Le pétrole qui fâche Samedi 23 septembre à Hambourg, en Allemagne, le Tribunal international du droit de la mer (TIDM) a estimé que le Ghana n'avait pas violé les droits souverains de la Côte d'Ivoire en engageant des travaux d’exploration pétrolière à la frontière maritime entre les deux pays, alors qu’Abidjan affirmait détenir un droit exclusif d'exploitation des hydrocarbures dans la zone offshore objet du conflit. Disputé depuis 2009, ce gisement contiendrait 240 millions de barils de pétrole. Un verdict qui freine les ambitions de la Côte d’Ivoire de faire passer sa production pétrolière de 45 000 barils par jour actuellement à 200 000 d'ici à 2020, explique l’analyste Maxime Sako. Il pense d’ailleurs que les autorités ivoiriennes n’ont pas eu tort d’encourager les investisseurs étrangers à prospecter dans les eaux territoriales du pays, dans l'espoir d’y découvrir des réserves aussi riches que celles trouvées au large du Ghana. « Selon les spécialistes, lorsqu’on a un gisement de pétrole dans une zone précise, il y a forcément dans les environs d’autres gisements de gaz ou de pétrole » assure-t-il. La Côte d’Ivoire devra-t-elle se contenter de prévisions ? Même si le ministre Bruno Koné soutient « ce n’est pas un échec pour la Côte d’Ivoire », l’échec des négociations entre les deux pays, qui avait conduit le Ghana à saisir le tribunal international, cache mal les tensions sur la question.

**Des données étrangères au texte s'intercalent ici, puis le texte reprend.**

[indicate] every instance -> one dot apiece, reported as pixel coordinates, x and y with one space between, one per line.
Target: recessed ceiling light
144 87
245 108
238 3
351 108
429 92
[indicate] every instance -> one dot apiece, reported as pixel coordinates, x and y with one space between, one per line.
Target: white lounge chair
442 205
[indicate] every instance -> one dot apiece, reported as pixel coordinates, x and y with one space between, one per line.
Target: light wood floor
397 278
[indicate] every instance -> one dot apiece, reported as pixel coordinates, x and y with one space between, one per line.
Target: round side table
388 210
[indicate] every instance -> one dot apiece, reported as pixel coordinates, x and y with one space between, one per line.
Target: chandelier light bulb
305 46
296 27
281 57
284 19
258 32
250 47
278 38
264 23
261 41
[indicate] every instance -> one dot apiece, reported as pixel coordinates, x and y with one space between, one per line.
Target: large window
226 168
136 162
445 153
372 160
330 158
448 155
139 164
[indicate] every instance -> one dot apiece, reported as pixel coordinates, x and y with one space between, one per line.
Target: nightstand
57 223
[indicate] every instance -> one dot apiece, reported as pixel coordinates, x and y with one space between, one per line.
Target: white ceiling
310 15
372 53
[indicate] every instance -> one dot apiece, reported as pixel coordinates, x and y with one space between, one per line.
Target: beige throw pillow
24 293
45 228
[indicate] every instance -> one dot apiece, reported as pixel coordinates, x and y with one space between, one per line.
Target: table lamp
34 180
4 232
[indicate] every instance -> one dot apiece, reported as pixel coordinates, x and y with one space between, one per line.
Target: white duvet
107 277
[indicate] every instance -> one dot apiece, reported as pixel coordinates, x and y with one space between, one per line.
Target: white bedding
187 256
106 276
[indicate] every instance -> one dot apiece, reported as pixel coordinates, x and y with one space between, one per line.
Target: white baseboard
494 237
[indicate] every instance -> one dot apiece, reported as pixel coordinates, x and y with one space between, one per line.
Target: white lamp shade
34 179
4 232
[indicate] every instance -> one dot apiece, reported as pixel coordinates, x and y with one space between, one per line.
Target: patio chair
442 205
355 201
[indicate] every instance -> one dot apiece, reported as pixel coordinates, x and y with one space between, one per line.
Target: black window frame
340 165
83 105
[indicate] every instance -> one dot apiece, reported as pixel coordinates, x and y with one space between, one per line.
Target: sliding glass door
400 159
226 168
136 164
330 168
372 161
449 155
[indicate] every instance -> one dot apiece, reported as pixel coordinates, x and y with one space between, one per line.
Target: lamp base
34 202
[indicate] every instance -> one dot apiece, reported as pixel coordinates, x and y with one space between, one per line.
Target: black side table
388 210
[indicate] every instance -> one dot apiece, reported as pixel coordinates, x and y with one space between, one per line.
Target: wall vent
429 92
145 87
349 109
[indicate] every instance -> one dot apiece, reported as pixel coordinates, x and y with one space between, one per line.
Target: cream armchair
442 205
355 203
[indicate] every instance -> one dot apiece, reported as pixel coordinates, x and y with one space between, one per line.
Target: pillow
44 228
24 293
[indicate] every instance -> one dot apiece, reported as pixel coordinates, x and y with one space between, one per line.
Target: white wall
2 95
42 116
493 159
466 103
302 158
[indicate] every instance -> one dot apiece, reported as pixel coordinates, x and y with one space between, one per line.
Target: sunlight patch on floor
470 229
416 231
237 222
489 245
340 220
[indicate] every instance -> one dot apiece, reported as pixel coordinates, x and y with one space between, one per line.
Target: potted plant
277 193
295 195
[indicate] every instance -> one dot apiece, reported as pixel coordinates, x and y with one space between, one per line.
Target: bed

Bon voisinage Les officiels des deux pays espèrent garder de bonnes relations bilatérales, du moins officiellement. « Nous ne sommes pas dans un conflit et la Côte d’Ivoire a toujours eu le souci de préserver ses relations de bon voisinage avec le Ghana », estime le porte-parole du gouvernement ivoirien, Bruno Koné Nabagné. Une rhétorique reprise par la ministre ghanéenne de la justice, Gloria Afua Akuffo, qui soutient que les deux pays, après le verdict, ont réaffirmé leur « ferme volonté de travailler ensemble à consolider et à intensifier leur relation fraternelle de coopération et de bon voisinage. » Une position renforcée par les excellents rapports entre les Présidents Alassane Ouattara et Nanan Akufo Addo, qui se vouent mutuellement une grande admiration et jouent la carte de l’apaisement. « La guerre inutile entre le Mali et le Burkina, de même que celle entre le Nigéria et le Cameroun, sont assez éloquentes pour permettre à ces deux pays de prendre conscience qu’ils doivent maintenir un climat de bonne entente pour le bien-être de leurs économies et pour leurs peuples » , commente pour JDA le politologue Bernard Assi.